The International Trade Union Confederation (ITUC) has been sharply critical of new proposals in world trade talks on manufactured goods. The new modalities, put on the table yesterday at the World Trade Organisation (WTO) by the chair of the "NAMA" negotiations, ignore the numerous concerns that the ITUC and many of its affiliates have expressed on NAMA over the past couple of years.
"We cannot support a trade deal that systematically ignores the interests of workers worldwide and undermines the developmental needs of developing countries", says Guy Ryder, General Secretary of the ITUC.
"We need to see a balanced outcome of the negotiations that advances development in developing countries, whereas this proposal will simply aggravate existing imbalances."
The proposals for a "coefficient" for developing countries of between 19 and 23 will have serious impacts on employment and industrial development in a large number of developing countries at a moment when the creation of decent work poses a major challenge.

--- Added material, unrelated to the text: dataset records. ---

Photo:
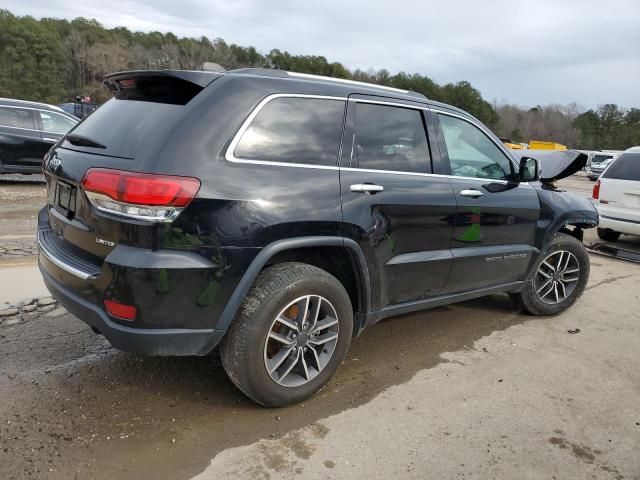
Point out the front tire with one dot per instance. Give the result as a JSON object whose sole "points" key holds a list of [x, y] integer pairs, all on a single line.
{"points": [[608, 235], [290, 335], [560, 276]]}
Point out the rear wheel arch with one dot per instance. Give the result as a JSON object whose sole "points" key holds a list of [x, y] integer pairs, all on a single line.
{"points": [[328, 253]]}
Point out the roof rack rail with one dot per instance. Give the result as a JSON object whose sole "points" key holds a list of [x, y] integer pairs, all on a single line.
{"points": [[272, 72]]}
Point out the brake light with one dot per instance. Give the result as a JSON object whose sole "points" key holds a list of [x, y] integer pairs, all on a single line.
{"points": [[139, 195], [120, 310]]}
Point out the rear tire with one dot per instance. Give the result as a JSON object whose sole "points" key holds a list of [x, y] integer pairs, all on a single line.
{"points": [[560, 276], [306, 299], [608, 235]]}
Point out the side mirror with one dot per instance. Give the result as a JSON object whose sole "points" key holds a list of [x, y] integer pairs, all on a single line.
{"points": [[529, 169]]}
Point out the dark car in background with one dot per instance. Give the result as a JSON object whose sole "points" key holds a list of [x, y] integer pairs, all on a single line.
{"points": [[279, 214], [78, 109], [27, 132]]}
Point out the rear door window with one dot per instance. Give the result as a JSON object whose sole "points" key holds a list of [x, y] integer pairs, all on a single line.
{"points": [[16, 117], [294, 130], [55, 123], [625, 167], [391, 138]]}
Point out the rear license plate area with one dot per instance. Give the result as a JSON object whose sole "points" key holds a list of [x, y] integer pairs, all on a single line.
{"points": [[65, 200]]}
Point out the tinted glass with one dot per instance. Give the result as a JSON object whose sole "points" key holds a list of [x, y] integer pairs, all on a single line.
{"points": [[127, 127], [601, 158], [294, 130], [55, 123], [391, 138], [625, 167], [471, 152], [16, 117]]}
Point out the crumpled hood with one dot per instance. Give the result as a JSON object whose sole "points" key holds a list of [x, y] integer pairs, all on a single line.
{"points": [[555, 164]]}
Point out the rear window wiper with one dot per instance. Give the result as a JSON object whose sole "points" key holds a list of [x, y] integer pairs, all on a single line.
{"points": [[82, 141]]}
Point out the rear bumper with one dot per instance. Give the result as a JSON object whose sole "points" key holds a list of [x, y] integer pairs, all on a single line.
{"points": [[620, 225], [146, 341], [179, 295]]}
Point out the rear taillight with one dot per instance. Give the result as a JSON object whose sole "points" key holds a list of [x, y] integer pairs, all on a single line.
{"points": [[144, 196], [596, 190], [120, 310]]}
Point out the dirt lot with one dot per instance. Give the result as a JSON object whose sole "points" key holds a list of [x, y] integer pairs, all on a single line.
{"points": [[473, 390]]}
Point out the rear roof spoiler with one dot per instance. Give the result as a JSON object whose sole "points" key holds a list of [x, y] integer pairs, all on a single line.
{"points": [[197, 77]]}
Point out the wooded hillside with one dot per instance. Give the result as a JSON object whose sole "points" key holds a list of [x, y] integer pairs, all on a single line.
{"points": [[54, 60]]}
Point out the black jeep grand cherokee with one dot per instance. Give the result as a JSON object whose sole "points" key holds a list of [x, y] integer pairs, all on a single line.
{"points": [[279, 214]]}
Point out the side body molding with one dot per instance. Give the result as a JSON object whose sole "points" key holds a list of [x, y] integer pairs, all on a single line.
{"points": [[249, 277]]}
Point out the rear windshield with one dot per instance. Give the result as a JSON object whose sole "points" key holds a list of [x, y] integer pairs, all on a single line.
{"points": [[601, 158], [125, 127], [625, 167]]}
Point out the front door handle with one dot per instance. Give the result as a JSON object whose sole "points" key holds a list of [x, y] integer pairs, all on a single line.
{"points": [[471, 193], [367, 188]]}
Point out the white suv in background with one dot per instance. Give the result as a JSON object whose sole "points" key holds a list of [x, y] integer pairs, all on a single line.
{"points": [[617, 196]]}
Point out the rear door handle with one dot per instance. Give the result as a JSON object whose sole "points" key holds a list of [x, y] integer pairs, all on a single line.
{"points": [[471, 193], [368, 188]]}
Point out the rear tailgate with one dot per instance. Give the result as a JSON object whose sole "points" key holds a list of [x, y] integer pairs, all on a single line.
{"points": [[620, 189], [119, 135]]}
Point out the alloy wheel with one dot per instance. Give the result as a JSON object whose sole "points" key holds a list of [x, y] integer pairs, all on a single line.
{"points": [[557, 277], [301, 341]]}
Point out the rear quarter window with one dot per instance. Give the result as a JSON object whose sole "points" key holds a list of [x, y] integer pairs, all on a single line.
{"points": [[16, 117], [294, 130], [625, 167]]}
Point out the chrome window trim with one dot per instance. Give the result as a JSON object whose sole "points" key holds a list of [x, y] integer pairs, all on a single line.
{"points": [[390, 104], [230, 153]]}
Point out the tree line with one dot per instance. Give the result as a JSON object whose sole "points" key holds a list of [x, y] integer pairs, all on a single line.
{"points": [[54, 60]]}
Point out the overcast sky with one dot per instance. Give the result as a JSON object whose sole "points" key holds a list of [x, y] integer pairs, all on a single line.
{"points": [[521, 51]]}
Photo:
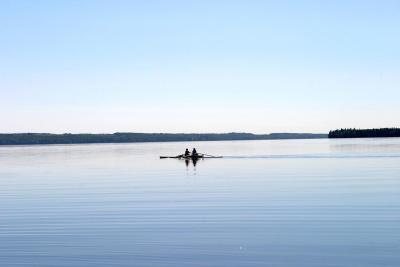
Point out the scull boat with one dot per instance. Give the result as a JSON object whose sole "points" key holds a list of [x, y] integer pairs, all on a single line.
{"points": [[199, 156]]}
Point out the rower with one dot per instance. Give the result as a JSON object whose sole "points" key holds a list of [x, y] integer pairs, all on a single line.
{"points": [[187, 153]]}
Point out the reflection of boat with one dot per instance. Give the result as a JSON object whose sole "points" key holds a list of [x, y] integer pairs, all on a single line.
{"points": [[199, 156]]}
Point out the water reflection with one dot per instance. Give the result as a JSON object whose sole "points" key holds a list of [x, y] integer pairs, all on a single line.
{"points": [[194, 162]]}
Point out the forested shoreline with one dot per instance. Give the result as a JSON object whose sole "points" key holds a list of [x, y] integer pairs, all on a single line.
{"points": [[47, 138], [364, 133]]}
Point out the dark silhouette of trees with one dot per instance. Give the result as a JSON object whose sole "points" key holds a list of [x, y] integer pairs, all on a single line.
{"points": [[363, 133]]}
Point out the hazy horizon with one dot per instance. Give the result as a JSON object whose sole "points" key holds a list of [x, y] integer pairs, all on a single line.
{"points": [[209, 66]]}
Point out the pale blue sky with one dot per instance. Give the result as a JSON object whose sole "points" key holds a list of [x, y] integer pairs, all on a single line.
{"points": [[198, 66]]}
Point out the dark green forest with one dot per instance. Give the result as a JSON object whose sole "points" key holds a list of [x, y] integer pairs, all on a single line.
{"points": [[46, 138], [364, 133]]}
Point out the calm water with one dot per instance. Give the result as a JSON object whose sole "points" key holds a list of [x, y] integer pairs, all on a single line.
{"points": [[269, 203]]}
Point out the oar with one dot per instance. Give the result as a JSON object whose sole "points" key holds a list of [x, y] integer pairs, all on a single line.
{"points": [[211, 155]]}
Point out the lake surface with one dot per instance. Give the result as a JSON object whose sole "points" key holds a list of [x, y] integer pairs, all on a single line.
{"points": [[267, 203]]}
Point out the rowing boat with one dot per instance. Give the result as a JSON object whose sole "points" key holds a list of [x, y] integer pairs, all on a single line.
{"points": [[200, 156]]}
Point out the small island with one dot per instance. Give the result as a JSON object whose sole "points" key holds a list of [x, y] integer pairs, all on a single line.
{"points": [[365, 133]]}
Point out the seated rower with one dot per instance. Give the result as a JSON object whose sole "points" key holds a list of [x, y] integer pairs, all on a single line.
{"points": [[187, 153]]}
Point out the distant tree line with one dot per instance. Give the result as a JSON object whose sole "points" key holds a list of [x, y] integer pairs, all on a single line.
{"points": [[46, 138], [362, 133]]}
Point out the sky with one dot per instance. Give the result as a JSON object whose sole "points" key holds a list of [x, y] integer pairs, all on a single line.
{"points": [[85, 66]]}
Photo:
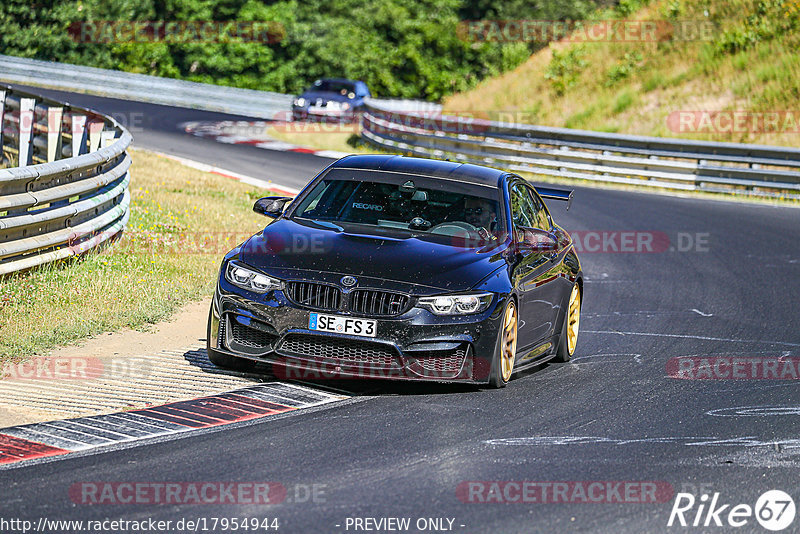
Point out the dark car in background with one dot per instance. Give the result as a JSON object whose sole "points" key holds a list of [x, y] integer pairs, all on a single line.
{"points": [[331, 99], [397, 267]]}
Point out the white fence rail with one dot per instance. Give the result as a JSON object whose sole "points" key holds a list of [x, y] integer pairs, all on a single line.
{"points": [[559, 152]]}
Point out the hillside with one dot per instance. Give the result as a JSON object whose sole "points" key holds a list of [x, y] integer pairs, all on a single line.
{"points": [[401, 48], [739, 79]]}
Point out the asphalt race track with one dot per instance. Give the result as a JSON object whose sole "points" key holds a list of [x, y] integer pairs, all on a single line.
{"points": [[726, 284]]}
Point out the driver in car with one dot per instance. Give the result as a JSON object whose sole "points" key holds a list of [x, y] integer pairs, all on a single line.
{"points": [[481, 214]]}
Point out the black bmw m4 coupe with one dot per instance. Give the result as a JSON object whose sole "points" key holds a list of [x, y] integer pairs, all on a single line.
{"points": [[401, 268]]}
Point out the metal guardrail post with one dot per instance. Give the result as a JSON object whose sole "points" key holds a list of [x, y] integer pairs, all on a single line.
{"points": [[756, 170]]}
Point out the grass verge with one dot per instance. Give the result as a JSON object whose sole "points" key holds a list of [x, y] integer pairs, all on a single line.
{"points": [[182, 222]]}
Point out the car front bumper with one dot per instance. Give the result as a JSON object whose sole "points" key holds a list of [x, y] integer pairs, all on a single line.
{"points": [[416, 345]]}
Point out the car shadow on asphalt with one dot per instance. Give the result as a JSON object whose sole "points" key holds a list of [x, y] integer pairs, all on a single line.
{"points": [[263, 372]]}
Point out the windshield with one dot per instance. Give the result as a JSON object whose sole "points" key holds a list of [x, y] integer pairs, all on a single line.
{"points": [[404, 202], [333, 86]]}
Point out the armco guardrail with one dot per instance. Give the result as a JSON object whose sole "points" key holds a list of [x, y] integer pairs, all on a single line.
{"points": [[143, 88], [65, 186], [668, 163]]}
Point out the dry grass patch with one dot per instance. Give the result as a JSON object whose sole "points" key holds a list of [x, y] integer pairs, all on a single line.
{"points": [[182, 222]]}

A coefficient of around 20 will lead to average tariff cuts of around 60% for developing countries and will bring maximum tariff levels for all tariff lines down to levels of around 12%, a level so low as to undermine prospects for industrialisation and diversification in many developing country economies.
Previous simulations by the ITUC have shown that such low coefficients will lead to substantial cuts in applied tariff rates in developing countries that will further increase already high unemployment and underemployment levels.